# **AI TECH INSTITUTE** · *Intermediate AI & Data Science*
### Week 04 · Notebook 04 — Probability Distributions
**Instructor:** Amir Charkhi  |  **Goal:** Master probability distributions to predict and model real-world phenomena.

> Format: short theory → quick practice → build understanding → mini-challenges.


---
## Learning Objectives
- Understand what probability distributions are and why they matter
- Master the normal distribution and its magical properties
- Work with other key distributions (binomial, uniform)
- Apply distributions to solve real business problems
- Use Python's scipy.stats like a pro

## 1. What Are Probability Distributions?
**Your crystal ball for data**: Distributions tell you what values are possible and how likely each one is!

In [None]:
import numpy as np
import pandas as pd
import matplotlib.pyplot as plt
import seaborn as sns
from scipy import stats

# Set style for nice plots
sns.set_style('whitegrid')
plt.rcParams['figure.figsize'] = (8, 4)
%matplotlib inline

In [None]:
# Real-world examples of distributions
examples = {
    "📏 Heights": "Normal - most people average height, few very tall/short",
    "🎯 Test Scores": "Normal - most students score around average", 
    "💰 Income": "Right-skewed - few people earn very high incomes",
    "🎲 Dice Rolls": "Uniform - all outcomes equally likely",
    "📞 Call Center Calls": "Poisson - random events over time",
    "🪙 Coin Flips": "Binomial - counting successes in trials"
}

print("🌍 Distributions in the Real World:")
for phenomenon, description in examples.items():
    print(f"   {phenomenon}: {description}")
    
print("\n💡 Key insight: Once you know the distribution, you can make predictions!")

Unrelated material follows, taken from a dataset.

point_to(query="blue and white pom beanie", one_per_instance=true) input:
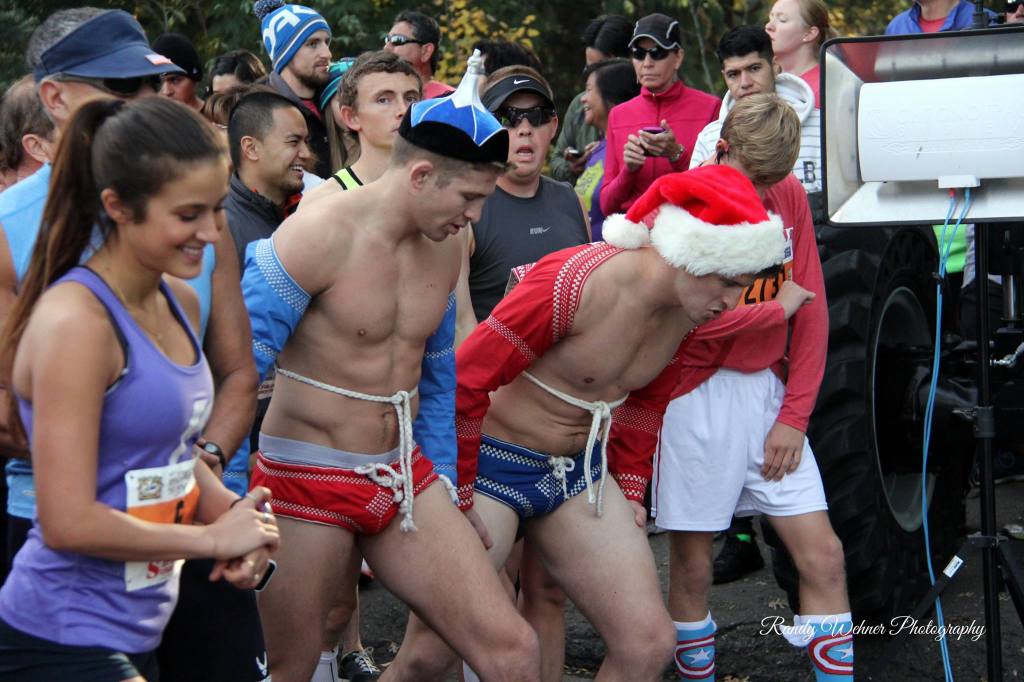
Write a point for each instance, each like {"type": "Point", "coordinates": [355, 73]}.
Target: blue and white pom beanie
{"type": "Point", "coordinates": [286, 28]}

## 2. The Normal Distribution: The Star of Statistics

### 2.1 Why Normal Distributions Rule the World

In [None]:
# Generate and explore normal distribution
mu = 100    # mean (center)
sigma = 15  # standard deviation (spread)
size = 1000

# Generate IQ scores (classic normal distribution example)
iq_scores = np.random.normal(mu, sigma, size)

print(f"🧠 IQ Score Distribution (n={size:,})")
print(f"   Target: mean={mu}, std={sigma}")
print(f"   Actual: mean={np.mean(iq_scores):.1f}, std={np.std(iq_scores, ddof=1):.1f}")
print(f"\n📊 Sample statistics match the theory!")

### 2.2 The Famous 68-95-99.7 Rule

In [None]:
# Verify the 68-95-99.7 rule
within_1_std = np.sum((iq_scores >= mu - sigma) & (iq_scores <= mu + sigma)) / len(iq_scores)
within_2_std = np.sum((iq_scores >= mu - 2*sigma) & (iq_scores <= mu + 2*sigma)) / len(iq_scores)
within_3_std = np.sum((iq_scores >= mu - 3*sigma) & (iq_scores <= mu + 3*sigma)) / len(iq_scores)

print("🎯 The Magic 68-95-99.7 Rule:")
print(f"   Within 1 std: {within_1_std:.1%} (theory: 68.0%)")
print(f"   Within 2 std: {within_2_std:.1%} (theory: 95.0%)")
print(f"   Within 3 std: {within_3_std:.1%} (theory: 99.7%)")
print(f"\n💡 This rule works for ANY normal distribution!")

In [None]:
# Visualize the rule
plt.figure(figsize=(12, 6))
x = np.linspace(mu - 4*sigma, mu + 4*sigma, 1000)
y = stats.norm.pdf(x, mu, sigma)

plt.plot(x, y, 'b-', linewidth=2, label='Normal Distribution')

# Fill areas for the rule
x1 = x[(x >= mu - sigma) & (x <= mu + sigma)]
y1 = stats.norm.pdf(x1, mu, sigma)
plt.fill_between(x1, y1, alpha=0.3, color='green', label='68% (±1σ)')

x2 = x[(x >= mu - 2*sigma) & (x <= mu + 2*sigma)]
y2 = stats.norm.pdf(x2, mu, sigma)
plt.fill_between(x2, y2, alpha=0.2, color='orange', label='95% (±2σ)')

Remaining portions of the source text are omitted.